Delhi Supreme Court tells Najeeb Jung, Arvind Kejriwal rise in dengue, chikungunya cases in
On Tuesday reminding the AAP-led Delhi government that people have elected it as their representative, the Supreme Court urged it to put an end to the “blame game” over chikungunya and dengue cases in the capital, and “look after” the people suffering from these diseases instead.
The court also rejected a plea by Health Minister Satyendar Jain — to set aside a fine of Rs 25,000 — imposed on him a day ago after he sought more time to disclose names of officials who, he claimed, were disobeying his orders about measures to contain the vector-borne diseases.

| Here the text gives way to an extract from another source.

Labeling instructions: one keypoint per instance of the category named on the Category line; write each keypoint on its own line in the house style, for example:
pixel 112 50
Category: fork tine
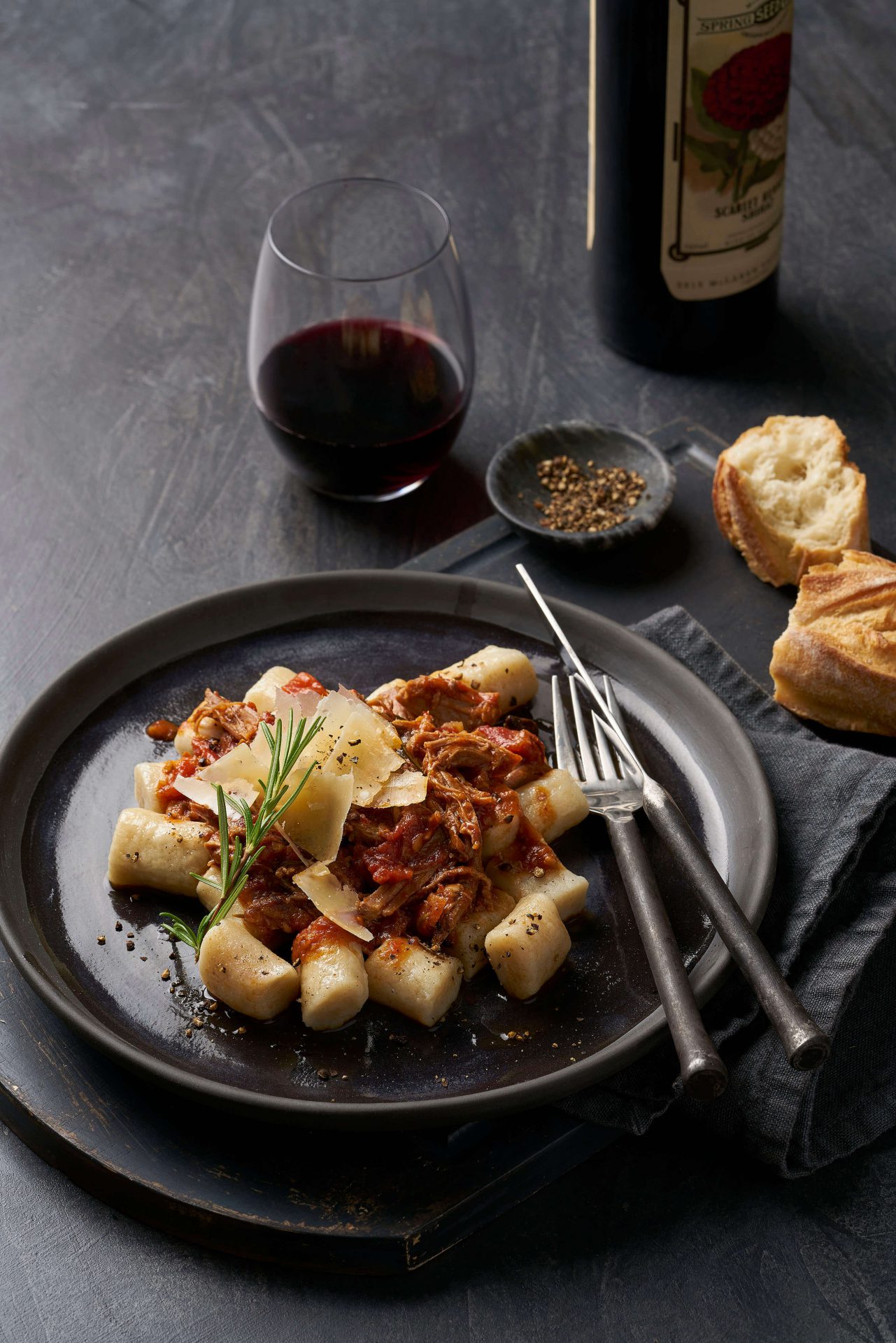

A bench of Justice Madan B Lokur and Justice L Nageswara Rao underscored that “the interests of the people of Delhi are paramount” and asked all authorities to join hands and “resolve issues relating to the better management of the problems faced by the people of Delhi due to dengue and chikungunya”.
The bench has directed Lieutenant Governor Najeeb Jung to convene a meeting on Wednesday, and ordered Chief Minister Arvind Kejriwal, Health Minister Jain, the chief secretary of Delhi, the Union health secretary and heads of all civic bodies to attend the meeting. The chairman of the Delhi Metro Rail Corporation and the general manager of Northern Railway have also been asked to attend.
“In our opinion, for the general interest of the people of Delhi and considering the fact that a large number of people are affected by dengue and chikungunya, it would be appropriate if a meeting is convened by the Lieutenant Governor tomorrow… We make it clear that no substitute will be sent in case anyone amongst these officers is not available for any reason,” stated the order.
While adjourning the matter for Thursday, the bench told Delhi government’s counsel Rahul Mehra that “there should absolutely be no blame game”.
It told Mehra: “We want to make it clear that there should not be blame game any further. You are the elected representatives. look after the people of Delhi. There is no point in blaming others. When you point fingers at others that they are not working, they would also point fingers at you and ask you what you have done.”
The bench added that nobody should “live in past glory” and under the impression that they have already done enough. “You may have done some great deeds in the past but you should continue doing it. Nobody should think he is too big. So we reiterate two points: first, absolutely no blame game and second, no digging up the past. Just make sure people are looked after when there are a large number of them suffering from these diseases,” it said.
Mehra assured the court that his government would put its best foot forward but complained at the same time that bureaucrats should also carry forward the tradition of acknowledging ministerial authority.
At this, Solicitor General Ranjit Kumar pointed out that Delhi Health Secretary Chandrakar Bharti, who has been accused by Jain of scuttling the AAP government’s plan to deal with the diseases, would want to counter the personal allegations by filing a reply.
The bench, however, opted to put the controversy to rest by recording in its order that “the remarks (by Jain) are not taken note of at all since we are of the view that the entire matter should be looked at in a spirit of co-operation”.